I have grown accustomed to the ticking time

I have grown accustomed to the ticking time

Echoes ravishingly reverberated through empty corridors, between troubled trees, and over raging rapids, demanding to be heard and known no matter the circumstance. Guttural and prominent, the noises were unavoidable, transforming the listener to a chained prisoner.

With hands as big as a pebble, I leaned into the noise out of childlike curiosity. Unknowingly, I became yet another previously mentioned prisoner, but I continued to tune in—to listen in order to satiate that cursed curiosity—to these strange ticking sounds as if they were a radio station. They stood out beneath the layers of conversation around me, beneath the collective clamoring sounds, as they commanded my ear.

I was just a child—practically a toddler—at the time; I had subscribed to something I could not understand. But brewing in my mind, demanding and insisting and pressuring, it remained.

Alphabet blocks, worn with play, littered my childhood room as a motley of blinking lights and cacophonous beeps entertained my limited mind. I sat between my jungle of toys without a second thought of tumultuous ticking as I built castles from my dreams.

These leisurely clicks dictated my every move even while I dreamt, read, and wandered with a toy in hand.

But they were slow at the beginning—barely audible as if it was a secret whisper I could tell no one else about. Cementing itself in the back of my mind as a ponderous hum, one never too strident or sharp, these ticks camouflaged in my childhood. I had always presumed everyone else heard it too. It was just something we didn’t talk about.

Secretive ticking, secretive noises, secretive life.

Vivid blocks gave way “just-like-you” dolls as my hands grew according to my age. Declarations of no longer being a child now that I’m proud to be an age in the double digits replaced nursery rhymes and bedtime stories. As the two candles were lit with fulgent fire and my breath exhaled to extinguish it all and usher in my near era of life, I remember the birthday chant being sung by my closest friends.

I remember their cheers when my face huffed and puffed to blow the candles out. I remember their laughs as the candles unmasked themselves as a trick; I remember the celebration and glossy joy.
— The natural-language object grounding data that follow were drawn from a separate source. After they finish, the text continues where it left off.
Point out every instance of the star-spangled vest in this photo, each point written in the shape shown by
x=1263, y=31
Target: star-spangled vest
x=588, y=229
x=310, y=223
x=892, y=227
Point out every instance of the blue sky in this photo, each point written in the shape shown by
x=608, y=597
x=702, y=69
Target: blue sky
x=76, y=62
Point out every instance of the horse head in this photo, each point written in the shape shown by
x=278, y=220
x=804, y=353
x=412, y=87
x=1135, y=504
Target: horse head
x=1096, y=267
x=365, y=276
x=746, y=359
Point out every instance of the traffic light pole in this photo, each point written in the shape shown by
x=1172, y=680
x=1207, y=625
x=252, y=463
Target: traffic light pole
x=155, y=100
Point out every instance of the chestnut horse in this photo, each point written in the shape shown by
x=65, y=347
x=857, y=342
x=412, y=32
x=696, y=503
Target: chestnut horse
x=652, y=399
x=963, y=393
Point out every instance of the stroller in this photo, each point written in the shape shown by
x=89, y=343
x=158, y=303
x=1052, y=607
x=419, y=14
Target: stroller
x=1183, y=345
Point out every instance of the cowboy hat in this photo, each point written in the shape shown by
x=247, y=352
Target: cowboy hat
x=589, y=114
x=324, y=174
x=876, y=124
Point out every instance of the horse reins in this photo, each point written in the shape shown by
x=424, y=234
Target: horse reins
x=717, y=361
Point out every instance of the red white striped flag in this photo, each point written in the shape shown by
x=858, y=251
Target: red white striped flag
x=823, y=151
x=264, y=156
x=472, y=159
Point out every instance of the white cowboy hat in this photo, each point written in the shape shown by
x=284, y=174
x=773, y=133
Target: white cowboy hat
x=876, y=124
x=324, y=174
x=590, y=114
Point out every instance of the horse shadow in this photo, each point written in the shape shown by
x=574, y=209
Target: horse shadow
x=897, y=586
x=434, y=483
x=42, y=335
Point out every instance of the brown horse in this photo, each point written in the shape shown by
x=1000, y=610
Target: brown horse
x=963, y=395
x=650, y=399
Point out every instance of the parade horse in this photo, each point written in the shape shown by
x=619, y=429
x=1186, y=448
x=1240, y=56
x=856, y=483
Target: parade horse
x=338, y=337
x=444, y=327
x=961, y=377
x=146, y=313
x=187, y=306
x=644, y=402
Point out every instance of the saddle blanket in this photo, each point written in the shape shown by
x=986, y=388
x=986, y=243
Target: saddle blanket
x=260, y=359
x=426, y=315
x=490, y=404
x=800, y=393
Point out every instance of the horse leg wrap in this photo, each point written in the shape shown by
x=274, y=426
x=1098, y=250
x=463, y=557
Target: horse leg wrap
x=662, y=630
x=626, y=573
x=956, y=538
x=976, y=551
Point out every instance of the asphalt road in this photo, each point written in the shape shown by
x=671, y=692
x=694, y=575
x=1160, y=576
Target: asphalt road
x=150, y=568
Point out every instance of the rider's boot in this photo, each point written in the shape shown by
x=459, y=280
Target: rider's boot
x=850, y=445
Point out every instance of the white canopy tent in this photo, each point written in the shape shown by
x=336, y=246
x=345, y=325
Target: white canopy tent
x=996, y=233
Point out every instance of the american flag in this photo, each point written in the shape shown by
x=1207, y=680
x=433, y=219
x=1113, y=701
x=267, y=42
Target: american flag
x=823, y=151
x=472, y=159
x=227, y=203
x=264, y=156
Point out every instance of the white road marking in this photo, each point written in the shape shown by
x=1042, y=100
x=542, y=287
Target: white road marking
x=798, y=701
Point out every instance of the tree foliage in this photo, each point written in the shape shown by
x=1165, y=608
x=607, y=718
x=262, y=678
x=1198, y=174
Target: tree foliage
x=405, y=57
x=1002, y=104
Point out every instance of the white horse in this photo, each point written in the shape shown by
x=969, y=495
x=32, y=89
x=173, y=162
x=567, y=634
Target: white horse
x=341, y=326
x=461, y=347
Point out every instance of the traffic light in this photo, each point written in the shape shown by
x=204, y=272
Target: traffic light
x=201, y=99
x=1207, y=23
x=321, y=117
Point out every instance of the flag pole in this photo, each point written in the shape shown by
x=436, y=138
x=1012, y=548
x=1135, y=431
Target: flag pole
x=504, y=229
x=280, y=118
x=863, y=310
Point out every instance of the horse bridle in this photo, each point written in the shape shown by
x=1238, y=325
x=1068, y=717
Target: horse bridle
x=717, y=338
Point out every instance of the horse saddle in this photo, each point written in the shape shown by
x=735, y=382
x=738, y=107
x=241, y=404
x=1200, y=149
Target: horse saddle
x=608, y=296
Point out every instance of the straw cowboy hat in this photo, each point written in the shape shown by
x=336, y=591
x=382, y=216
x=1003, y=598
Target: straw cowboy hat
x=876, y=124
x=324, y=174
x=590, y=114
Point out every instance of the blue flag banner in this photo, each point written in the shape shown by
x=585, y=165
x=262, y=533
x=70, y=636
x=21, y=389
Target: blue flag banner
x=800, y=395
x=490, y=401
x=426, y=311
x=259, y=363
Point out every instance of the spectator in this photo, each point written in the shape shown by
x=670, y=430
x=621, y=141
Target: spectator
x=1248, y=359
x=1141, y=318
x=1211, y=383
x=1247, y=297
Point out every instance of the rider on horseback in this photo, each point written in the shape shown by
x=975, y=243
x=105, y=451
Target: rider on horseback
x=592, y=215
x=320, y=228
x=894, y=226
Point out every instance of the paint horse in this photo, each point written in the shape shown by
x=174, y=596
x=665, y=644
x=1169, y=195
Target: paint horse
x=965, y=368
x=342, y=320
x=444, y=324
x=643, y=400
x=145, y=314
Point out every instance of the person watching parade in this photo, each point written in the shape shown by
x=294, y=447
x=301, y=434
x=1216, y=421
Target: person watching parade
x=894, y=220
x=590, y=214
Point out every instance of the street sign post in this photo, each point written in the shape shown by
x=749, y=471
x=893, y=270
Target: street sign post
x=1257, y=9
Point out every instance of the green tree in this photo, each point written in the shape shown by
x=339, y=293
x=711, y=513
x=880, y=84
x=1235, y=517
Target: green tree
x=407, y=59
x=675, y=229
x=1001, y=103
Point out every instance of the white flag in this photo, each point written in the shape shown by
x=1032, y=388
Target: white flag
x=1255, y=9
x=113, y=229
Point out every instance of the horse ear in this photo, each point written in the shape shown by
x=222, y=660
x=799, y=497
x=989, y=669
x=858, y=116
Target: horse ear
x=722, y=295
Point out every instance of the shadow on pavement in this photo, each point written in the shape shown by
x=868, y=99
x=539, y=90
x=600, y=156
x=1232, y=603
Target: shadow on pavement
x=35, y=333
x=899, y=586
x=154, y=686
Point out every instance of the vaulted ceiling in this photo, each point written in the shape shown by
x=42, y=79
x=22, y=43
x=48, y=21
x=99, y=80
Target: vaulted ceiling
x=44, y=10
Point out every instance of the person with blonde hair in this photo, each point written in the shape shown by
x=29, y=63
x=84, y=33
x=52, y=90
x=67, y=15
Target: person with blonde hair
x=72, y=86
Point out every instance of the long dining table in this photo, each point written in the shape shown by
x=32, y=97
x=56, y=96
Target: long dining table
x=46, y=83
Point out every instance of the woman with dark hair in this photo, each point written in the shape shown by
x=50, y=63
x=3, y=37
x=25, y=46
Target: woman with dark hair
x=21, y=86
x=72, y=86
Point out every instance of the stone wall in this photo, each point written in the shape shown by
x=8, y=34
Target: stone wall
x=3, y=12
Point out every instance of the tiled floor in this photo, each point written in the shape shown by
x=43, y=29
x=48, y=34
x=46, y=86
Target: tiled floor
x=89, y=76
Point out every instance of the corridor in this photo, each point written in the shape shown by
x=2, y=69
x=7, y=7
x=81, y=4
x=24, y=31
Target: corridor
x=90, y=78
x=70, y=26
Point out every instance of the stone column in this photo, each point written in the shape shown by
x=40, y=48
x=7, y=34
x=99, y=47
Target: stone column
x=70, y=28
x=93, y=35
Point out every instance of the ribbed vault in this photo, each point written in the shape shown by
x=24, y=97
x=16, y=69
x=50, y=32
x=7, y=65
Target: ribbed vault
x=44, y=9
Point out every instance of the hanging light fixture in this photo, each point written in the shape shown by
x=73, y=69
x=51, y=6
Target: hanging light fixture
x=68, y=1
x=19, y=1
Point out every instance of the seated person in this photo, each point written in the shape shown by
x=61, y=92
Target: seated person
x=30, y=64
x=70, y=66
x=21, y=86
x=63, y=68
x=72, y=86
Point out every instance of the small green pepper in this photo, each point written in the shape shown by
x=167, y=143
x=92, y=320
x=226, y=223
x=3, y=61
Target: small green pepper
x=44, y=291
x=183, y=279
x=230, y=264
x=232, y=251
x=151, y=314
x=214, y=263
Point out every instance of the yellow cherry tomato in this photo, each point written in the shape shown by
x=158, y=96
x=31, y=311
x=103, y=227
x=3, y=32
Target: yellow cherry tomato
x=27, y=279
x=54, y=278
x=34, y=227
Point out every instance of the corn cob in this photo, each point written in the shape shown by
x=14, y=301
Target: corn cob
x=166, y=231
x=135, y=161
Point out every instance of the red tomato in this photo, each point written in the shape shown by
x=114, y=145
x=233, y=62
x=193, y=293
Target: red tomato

I remember the ticking even then.

Compared to earlier years, it had begun to speed up. Not too noticeable at first—the ticking had augmented itself gently with time—I was unaware of the restrictions it was slowly integrating.

For those years, the ones where the ticking had shuttled me out of my innocent childhood, every tick made me move. It was subtle at first; it was like a beat in my mind. Yet it was becoming prominent, challenging me to listen as if my life depended on it.

So I picked up my pace, staying in line with those dominant ticks, as I threw scant glances toward the unknown, desperate to find the source.

With a source still unknown and foreign, the ticking stands with me today. Vigorously wrapping my mind within time-sensitive chains, I have further trapped myself in it. Everything has become so warped from my faultless decision as a young child.

As I write, as I attempt to sleep, and as I simply begin to take a moment to breathe, I feel a vehement pressure to move. More deafening than ever, all I can hear are those cursed ticks as if an eternal clock is running the show.

I fear that ticking, the ones that have been with me for too many years, so I work and work to stay within brisk ticks. It’s as if my future and, dare I say my life, depends on this clock.

And I cannot stop it.

There is no way to slow down, to enjoy the moment when that ticking is amplified by the people around me. It’s a pressure much larger than myself and devilishly out of reach.

I can thank the continuous noise for motivating, for being a so-far lifelong companion, but I would just like a second to stop.

I would like to stop that ticking, to not feel the pressure, to just simply breathe freely for one spare moment, please.